According to sources, the Parliament building is almost complete and the finishing work is being done to ensure that the next session of Parliament sits in the new building. Sources also said that the majority of the work in the new Parliament House has been completed and both chambers of the House (Lok Sabha and Rajya Sabha) are ready, with some final work being left that would be completed in a month or two. Amidst all the din against the need for the new Parliament building that was envisaged by Prime Minister Narendra Modi, there have been requests to the government by many, both in the ruling as well as in the Opposition, due to the crumbling infrastructure of the old and existing building, that not only lacks infrastructure, but also lacks seating space within the House, where MPs have to jostle around to get in and out of their seats.
The new Parliament building, which will have 770 seats in the Lok Sabha and 530 seats in the Rajya Sabha, gives an opportunity to increase the number of public representatives in Parliament, keeping in mind the growing population of India. Currently, the Lok Sabha has 545 members representing more than 1.4 billion people, while the Rajya Sabha has 250 members.

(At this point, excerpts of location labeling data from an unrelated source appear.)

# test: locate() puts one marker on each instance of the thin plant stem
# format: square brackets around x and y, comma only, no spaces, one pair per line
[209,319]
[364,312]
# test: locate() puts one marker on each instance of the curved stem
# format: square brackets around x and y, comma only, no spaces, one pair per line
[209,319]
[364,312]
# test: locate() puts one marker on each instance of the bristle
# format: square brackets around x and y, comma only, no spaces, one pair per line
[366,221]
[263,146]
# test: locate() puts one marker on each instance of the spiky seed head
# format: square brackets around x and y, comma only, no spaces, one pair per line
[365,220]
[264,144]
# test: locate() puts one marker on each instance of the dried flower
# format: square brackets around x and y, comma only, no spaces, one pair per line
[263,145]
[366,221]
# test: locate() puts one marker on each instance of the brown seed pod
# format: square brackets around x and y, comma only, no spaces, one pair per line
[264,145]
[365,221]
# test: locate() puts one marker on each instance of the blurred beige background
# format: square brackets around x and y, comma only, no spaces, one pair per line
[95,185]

The appropriation of the Lok Sabha seats was last done in 1977 on the basis of the 1971 census and at the time, on an average, every Lok Sabha member represented 10 lakh voters. However, that has changed massively and now, on an average, an MP represents 20-25 lakh people. A Lok Sabha MP of Bihar represents 25 lakh voters, while an MP from Rajasthan and Madhya Pradesh represents 30 lakh voters. As of today, the smallest five Lok Sabha seats have 8 lakh voters between them, while the largest five have almost 1.3 crore voters. However, what has to be factored in is the need to ensure that states that have managed to stabilise or even reduce their population should not be penalised, while states that witnessed population explosion get rewarded. States that have performed well in stabilising their populations have usually done similarly in metrics of economic growth, while those where the population has climbed sharply have recorded more dismal per capita growth parameters. This was a key consideration behind the decisions of successive governments to keep the seat numbers stable. An option being talked about is to raise the number of seats while keeping the proportion of seats between different states roughly the same.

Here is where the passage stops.